With the deep, cold winter chill that set in over the South these past few weeks, the weather has been absolutely perfect -- not for driving, of course, but for beer. (And certainly not the combination of the two.) Not just any beer can stand up to the uncommon inches of snow and slick ice of this fine Georgia winter. The exceedingly cold temperatures outside call for something warming, something rich and complex. Something like Imperial Stout.
While Georgian winters aren't normally as deathly cold (often, winter weather in the Peach State calls for nothing more than shorts and a T-shirt), Atlanta's own Sweetwater Brewing Company brews up a beer each year that seems to straddle the line between begging for freezing storms and laughing in the face of what winter brews are supposed to be. That beer is, of course, their Happy Ending Imperial Stout. And it has returned for 2011 just in time.
Happy Ending is, as the brewery tends to refer to it, a "dry hopped stiffy" of an Imperial Stout, falling in at 9% ABV and being dry-hopped with Cascade and Willamette hops. The dry-hopping gives it a powerfully citrus-forward aroma that hearkens to their IPA, and the beer almost seems like an "imperialized" version of one of the latest styles in the American craft brewer's repertoire, the American-style Black Ale (formerly "American-style India Black Ale," recently renamed in the latest revision of the Brewers Association's style guidelines).
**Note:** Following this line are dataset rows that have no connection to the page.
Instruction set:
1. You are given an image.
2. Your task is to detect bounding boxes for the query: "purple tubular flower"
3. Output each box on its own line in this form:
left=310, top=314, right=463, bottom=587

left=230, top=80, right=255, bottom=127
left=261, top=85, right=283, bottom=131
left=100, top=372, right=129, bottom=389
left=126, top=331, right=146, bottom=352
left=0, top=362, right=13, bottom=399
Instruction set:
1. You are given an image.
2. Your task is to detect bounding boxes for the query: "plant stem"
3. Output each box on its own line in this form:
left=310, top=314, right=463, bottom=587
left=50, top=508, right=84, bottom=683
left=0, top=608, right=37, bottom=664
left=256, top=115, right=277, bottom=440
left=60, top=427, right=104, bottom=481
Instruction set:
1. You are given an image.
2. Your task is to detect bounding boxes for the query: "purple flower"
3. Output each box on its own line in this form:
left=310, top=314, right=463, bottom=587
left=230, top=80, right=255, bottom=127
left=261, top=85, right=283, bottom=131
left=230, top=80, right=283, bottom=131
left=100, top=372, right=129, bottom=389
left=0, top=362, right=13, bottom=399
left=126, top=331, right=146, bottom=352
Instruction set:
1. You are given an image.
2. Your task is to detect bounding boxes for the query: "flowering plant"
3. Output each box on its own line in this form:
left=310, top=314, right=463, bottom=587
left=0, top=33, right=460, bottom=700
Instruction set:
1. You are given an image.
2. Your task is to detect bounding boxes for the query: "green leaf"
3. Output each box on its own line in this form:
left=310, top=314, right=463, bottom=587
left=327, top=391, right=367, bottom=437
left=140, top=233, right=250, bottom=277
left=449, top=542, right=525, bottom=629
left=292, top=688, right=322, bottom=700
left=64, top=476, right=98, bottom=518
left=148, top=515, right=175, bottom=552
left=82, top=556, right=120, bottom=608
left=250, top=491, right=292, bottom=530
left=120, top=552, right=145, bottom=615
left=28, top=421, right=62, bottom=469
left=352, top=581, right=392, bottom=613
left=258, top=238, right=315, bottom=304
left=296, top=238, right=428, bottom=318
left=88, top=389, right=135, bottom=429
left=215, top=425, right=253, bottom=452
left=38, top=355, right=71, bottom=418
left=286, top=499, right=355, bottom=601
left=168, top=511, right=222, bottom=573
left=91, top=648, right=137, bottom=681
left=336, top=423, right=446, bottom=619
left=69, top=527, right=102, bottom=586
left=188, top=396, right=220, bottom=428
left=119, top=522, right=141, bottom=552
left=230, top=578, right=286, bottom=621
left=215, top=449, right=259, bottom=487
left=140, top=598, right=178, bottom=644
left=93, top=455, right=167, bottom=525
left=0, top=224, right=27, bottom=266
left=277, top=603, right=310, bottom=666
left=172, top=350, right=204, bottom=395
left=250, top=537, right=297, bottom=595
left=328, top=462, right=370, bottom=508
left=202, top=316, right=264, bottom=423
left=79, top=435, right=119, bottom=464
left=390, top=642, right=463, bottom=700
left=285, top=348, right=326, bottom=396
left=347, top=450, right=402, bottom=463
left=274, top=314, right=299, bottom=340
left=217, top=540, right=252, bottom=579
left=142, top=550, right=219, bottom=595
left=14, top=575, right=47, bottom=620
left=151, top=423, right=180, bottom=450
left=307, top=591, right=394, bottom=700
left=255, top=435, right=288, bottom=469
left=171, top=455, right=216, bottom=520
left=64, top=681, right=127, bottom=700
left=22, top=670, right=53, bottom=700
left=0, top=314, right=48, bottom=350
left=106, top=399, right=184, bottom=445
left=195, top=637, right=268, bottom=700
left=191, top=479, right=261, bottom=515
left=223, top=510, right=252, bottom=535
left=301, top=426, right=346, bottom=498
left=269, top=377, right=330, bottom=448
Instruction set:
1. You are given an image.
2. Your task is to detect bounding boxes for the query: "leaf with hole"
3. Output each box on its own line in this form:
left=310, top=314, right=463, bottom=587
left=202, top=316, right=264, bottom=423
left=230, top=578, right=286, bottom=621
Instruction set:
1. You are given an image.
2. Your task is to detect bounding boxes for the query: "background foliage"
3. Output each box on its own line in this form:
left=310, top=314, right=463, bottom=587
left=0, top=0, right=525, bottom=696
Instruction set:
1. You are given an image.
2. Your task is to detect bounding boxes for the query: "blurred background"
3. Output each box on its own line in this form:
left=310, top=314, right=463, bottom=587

Thanks to Happy Ending's rich malt profile and warming elevated alcohol content, it's perfect for icy weather like that Georgia has seen recently, but its explosive hoppiness makes it shine through even in the mildest Southern winter. It may be for these reasons that it earned Sweetwater a Silver Medal at the World Beer Cup, and even made Draft Magazine's Top 25 Beers of the Year. As they say, "It’s bold, complex and unsung in the world of hyped-up stouts."
I reviewed Happy Ending last February, so I won't do it again now; though the beer changes a bit from year to year, this year's isn't that far off from the 2010 version, albeit perhaps a bit more hop-forward on the palate. (For a review of the 2011 batch, check out Birmingham Craft Beer Examiner Guillermo Woolfolk's recent review.) Available annually until March, the brew just hit Augusta shelves this past Friday, and it's only available locally in six-packs of 12-ounce bottles. Be sure to keep an eye out for the draft version as well, and if you happen to be traveling, grab a 22-ounce bomber if you spot one, as they're wax-sealed and perfect for cellaring (though don't get confused by the 22-ounce bottle's dating; it was mistakenly labeled with 2010, but is really the 2011 bottling -- prior large-format bottles were in 750-ml wax-sealed swing-tops which, evidently, were not holding out air properly with age). And this is certainly one beer that's worth throwing in the cellar: From my own recent tasting of a 2010 bottle out of my own cellar, it is aging nicely, still with a nice hop note but with the rich chocolate of the malt really beginning to shine through, and a 2009 bottle I had the chance to sample on a recent trip to the brewery showed magnificent complexity, highlighted by luscious chocolate-covered cherry notes. (For more information on cellaring beer, read my primer on the basics of beer cellaring.)
You can find Happy Ending locally at Toast Wine and Beverage and Harvard's if you're in Martinez, and be sure to check at Vineyard Wine Market if you're in Evans. Get some while you can, though, because this beer never sticks around for too long. Grab a few to set aside, and cozy up with a glass in front of the fire next to your darling -- thanks to the 9% ABV, you just may have two happy endings ahead of you for the night!